Tuesday, May 14, 2013

Cram cram.

The word cram makes me think of a turtle now because I'm basically a turtle that's slamming itself with studying not to mention a bitchy mother doesn't help either. She's so god damn controlling and bitchy lately, wonder what's up her ass. Made me clean out my room and she's taking over it, shoving me over to my sister's room. Gah, I hate sharing rooms now. When I was little and begged to not be alone I was forced to sleep alone so why fucken bother now. My god, my room, my shit that I bought with my own money. Hands off. God, now I don't even wanna work at a salon anymore because she'll bitch whenever I don't go out and clean their stinken feet and shit. No, I'mma work wherever the hell I want and create my own fucken schedule. Being a bitch won't make things easier. I don't get "bad" as I grow up, I'm just sick of always trying to fit an image that'll never satisfy you.
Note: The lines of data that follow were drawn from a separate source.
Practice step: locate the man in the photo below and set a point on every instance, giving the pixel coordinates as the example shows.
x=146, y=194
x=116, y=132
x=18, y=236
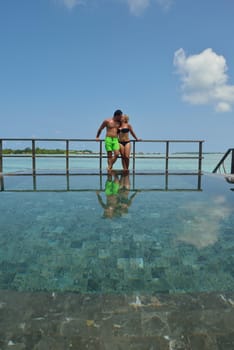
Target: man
x=111, y=139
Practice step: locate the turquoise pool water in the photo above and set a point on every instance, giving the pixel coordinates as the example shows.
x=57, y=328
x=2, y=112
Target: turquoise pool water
x=135, y=234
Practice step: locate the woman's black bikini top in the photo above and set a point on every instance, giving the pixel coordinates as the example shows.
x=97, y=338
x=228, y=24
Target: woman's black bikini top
x=123, y=130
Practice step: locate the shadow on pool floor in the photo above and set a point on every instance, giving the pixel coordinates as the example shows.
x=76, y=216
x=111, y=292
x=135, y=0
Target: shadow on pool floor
x=50, y=321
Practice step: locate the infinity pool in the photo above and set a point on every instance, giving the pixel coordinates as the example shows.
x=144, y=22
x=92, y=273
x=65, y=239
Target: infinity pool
x=141, y=262
x=143, y=234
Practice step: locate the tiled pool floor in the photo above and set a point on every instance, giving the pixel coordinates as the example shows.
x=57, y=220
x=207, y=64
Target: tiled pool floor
x=158, y=275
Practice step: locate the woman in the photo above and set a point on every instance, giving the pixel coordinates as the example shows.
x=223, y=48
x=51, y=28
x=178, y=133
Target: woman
x=124, y=140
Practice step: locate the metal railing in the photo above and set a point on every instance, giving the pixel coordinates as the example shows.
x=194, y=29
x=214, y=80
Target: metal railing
x=166, y=155
x=71, y=183
x=221, y=164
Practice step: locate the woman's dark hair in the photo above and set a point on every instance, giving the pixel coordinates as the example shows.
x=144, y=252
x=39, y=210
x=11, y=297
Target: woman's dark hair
x=118, y=112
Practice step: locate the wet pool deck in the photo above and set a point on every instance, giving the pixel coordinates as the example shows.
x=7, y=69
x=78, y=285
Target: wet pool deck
x=50, y=321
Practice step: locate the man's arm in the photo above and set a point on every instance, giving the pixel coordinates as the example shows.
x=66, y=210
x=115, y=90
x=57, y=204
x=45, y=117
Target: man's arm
x=133, y=133
x=103, y=125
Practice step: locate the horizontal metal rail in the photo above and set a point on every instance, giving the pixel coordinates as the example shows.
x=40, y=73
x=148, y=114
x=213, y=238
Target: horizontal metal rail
x=222, y=160
x=100, y=154
x=32, y=185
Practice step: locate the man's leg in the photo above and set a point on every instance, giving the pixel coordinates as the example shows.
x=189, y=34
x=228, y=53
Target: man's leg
x=109, y=160
x=115, y=157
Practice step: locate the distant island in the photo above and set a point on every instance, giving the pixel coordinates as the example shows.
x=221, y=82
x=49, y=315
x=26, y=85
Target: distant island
x=39, y=150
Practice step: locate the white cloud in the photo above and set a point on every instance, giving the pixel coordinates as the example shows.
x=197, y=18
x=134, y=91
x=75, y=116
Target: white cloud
x=70, y=4
x=136, y=7
x=204, y=79
x=165, y=4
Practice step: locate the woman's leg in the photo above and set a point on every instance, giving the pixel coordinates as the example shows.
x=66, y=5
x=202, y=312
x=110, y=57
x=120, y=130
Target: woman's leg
x=122, y=150
x=127, y=150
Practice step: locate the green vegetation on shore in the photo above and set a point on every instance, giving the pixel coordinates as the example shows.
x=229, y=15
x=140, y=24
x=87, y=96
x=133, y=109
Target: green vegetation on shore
x=39, y=150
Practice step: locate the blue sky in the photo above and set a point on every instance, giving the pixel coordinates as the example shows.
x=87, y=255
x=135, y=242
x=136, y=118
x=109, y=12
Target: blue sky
x=66, y=65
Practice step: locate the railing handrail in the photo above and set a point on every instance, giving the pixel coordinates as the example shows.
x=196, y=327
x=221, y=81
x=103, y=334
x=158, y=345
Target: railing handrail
x=100, y=154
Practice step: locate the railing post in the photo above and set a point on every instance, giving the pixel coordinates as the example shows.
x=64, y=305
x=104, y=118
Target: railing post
x=67, y=157
x=167, y=157
x=232, y=164
x=1, y=162
x=200, y=158
x=134, y=156
x=33, y=157
x=100, y=157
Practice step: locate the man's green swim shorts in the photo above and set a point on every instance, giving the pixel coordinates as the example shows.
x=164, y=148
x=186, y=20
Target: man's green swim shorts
x=111, y=144
x=111, y=188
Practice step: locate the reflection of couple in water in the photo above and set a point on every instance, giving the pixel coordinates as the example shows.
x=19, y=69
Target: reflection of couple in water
x=117, y=196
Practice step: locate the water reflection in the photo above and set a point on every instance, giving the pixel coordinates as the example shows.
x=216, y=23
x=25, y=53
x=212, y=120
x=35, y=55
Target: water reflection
x=117, y=191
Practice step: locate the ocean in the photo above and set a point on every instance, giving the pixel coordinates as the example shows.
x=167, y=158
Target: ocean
x=91, y=163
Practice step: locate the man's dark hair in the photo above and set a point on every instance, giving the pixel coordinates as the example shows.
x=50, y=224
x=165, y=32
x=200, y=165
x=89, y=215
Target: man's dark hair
x=117, y=113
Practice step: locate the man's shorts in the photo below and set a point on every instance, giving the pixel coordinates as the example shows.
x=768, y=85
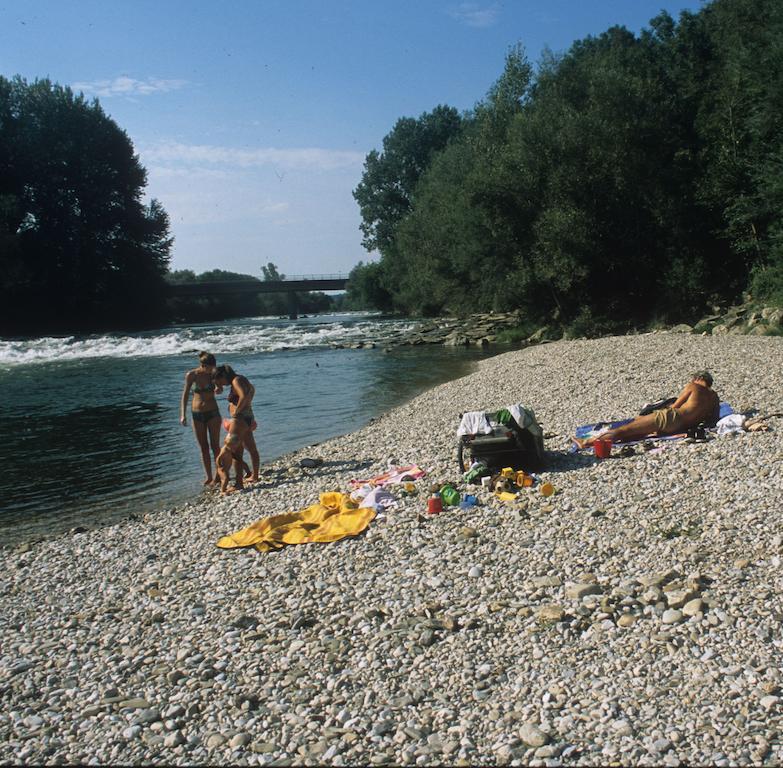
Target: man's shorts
x=668, y=421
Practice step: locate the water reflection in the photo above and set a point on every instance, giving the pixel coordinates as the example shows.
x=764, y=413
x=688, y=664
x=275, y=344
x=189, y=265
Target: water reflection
x=85, y=458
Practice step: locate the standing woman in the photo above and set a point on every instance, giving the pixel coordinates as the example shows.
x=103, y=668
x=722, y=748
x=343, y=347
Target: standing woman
x=204, y=410
x=240, y=407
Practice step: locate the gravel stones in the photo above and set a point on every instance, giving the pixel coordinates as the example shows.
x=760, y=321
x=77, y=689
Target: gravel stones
x=389, y=647
x=532, y=735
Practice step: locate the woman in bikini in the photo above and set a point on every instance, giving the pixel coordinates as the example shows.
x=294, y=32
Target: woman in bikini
x=204, y=410
x=240, y=407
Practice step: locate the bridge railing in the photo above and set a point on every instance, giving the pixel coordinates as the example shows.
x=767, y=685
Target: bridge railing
x=286, y=279
x=336, y=276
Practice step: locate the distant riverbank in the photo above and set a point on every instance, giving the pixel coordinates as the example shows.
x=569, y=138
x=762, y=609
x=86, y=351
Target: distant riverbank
x=106, y=440
x=631, y=617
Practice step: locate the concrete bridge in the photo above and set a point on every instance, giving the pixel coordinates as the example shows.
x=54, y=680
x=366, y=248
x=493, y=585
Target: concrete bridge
x=291, y=285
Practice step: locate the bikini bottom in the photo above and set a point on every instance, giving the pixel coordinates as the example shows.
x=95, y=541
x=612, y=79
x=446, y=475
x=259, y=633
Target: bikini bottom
x=204, y=417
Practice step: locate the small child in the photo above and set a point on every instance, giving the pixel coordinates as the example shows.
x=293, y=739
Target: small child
x=230, y=453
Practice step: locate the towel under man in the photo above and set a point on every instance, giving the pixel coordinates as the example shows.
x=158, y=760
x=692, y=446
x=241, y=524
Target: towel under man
x=696, y=403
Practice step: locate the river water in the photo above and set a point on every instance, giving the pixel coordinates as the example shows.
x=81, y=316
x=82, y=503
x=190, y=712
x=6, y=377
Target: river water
x=90, y=429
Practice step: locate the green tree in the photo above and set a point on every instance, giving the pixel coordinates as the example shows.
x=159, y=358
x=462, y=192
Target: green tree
x=385, y=193
x=366, y=289
x=77, y=243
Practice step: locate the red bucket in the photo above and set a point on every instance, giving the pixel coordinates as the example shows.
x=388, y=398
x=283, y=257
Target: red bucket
x=602, y=448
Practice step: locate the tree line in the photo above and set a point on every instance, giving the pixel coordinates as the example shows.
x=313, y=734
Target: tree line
x=79, y=249
x=631, y=179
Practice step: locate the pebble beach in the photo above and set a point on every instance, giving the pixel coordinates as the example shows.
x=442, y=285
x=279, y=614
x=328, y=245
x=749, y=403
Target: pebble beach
x=632, y=618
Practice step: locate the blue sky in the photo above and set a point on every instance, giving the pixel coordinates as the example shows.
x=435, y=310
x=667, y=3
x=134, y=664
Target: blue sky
x=253, y=117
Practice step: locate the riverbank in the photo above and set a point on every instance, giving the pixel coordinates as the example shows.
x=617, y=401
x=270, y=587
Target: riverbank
x=479, y=636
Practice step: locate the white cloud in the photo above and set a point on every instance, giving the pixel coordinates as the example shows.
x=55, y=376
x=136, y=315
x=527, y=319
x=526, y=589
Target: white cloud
x=308, y=158
x=474, y=15
x=127, y=86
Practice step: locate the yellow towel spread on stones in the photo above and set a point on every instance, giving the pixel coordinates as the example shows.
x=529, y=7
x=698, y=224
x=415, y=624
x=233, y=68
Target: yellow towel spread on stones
x=335, y=517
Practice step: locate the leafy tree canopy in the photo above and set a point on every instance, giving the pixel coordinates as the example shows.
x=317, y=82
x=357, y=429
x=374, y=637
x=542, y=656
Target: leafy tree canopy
x=78, y=247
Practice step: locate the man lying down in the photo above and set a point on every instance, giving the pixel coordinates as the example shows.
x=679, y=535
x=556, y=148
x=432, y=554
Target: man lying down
x=696, y=403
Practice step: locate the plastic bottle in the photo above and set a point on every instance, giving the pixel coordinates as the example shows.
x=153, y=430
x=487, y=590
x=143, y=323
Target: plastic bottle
x=450, y=495
x=434, y=504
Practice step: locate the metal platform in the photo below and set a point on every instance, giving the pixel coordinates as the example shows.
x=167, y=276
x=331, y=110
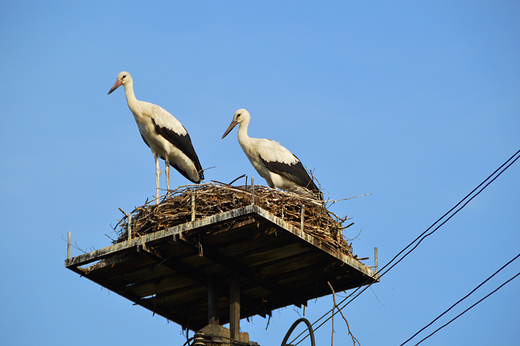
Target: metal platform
x=243, y=262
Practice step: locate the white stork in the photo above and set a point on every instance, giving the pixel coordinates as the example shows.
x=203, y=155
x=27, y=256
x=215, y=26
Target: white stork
x=163, y=134
x=277, y=165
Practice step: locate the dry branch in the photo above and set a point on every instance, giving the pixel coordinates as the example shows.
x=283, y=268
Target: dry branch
x=176, y=208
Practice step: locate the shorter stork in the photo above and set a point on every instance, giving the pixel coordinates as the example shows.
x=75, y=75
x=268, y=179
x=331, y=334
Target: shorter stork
x=277, y=165
x=163, y=134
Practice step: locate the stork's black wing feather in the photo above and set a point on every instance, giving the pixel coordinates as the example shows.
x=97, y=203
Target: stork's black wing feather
x=295, y=172
x=183, y=143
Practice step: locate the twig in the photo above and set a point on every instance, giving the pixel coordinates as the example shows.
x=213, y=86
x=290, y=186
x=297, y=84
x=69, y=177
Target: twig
x=354, y=340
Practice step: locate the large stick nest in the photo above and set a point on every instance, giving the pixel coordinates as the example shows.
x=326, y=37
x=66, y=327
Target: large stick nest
x=176, y=208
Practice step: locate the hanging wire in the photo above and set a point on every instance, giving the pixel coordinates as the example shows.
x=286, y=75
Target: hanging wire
x=460, y=300
x=309, y=328
x=472, y=306
x=462, y=203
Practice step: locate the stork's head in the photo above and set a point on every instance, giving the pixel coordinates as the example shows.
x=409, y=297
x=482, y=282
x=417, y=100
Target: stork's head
x=241, y=116
x=123, y=78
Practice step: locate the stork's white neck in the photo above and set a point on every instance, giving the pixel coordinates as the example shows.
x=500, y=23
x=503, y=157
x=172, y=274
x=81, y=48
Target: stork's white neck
x=243, y=137
x=130, y=95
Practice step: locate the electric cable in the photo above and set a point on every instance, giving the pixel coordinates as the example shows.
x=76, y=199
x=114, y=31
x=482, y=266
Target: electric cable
x=472, y=306
x=460, y=300
x=462, y=203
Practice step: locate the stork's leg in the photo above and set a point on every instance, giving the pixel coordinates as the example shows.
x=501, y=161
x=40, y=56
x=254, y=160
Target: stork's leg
x=157, y=177
x=167, y=170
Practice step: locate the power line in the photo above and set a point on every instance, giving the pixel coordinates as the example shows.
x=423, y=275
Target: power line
x=460, y=205
x=472, y=306
x=460, y=300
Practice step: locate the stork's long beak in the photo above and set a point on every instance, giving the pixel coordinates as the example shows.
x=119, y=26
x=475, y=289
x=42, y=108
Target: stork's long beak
x=116, y=85
x=231, y=126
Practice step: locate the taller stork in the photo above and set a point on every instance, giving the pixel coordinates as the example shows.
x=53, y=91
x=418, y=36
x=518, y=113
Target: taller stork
x=277, y=165
x=163, y=134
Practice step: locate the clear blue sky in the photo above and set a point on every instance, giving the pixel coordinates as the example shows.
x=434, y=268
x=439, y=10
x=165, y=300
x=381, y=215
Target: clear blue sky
x=413, y=102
I wanna get treated the way I treat others so stop bulging your god damn eyes out at me. I don't give a fuck if I'm given the label as an unfilial daughter. Fuck, if the parents don't do their part I ain't doin' shit. I don't wanna hold stinky ass feet and suck up to customers all my life. Hell, I don't wanna suck up anymore. I'm gonna obtain great things by myself, through my own efforts so fuck off and don't try to claim credit or title when I do. I pushed through by myself, with my stamina, and my determination.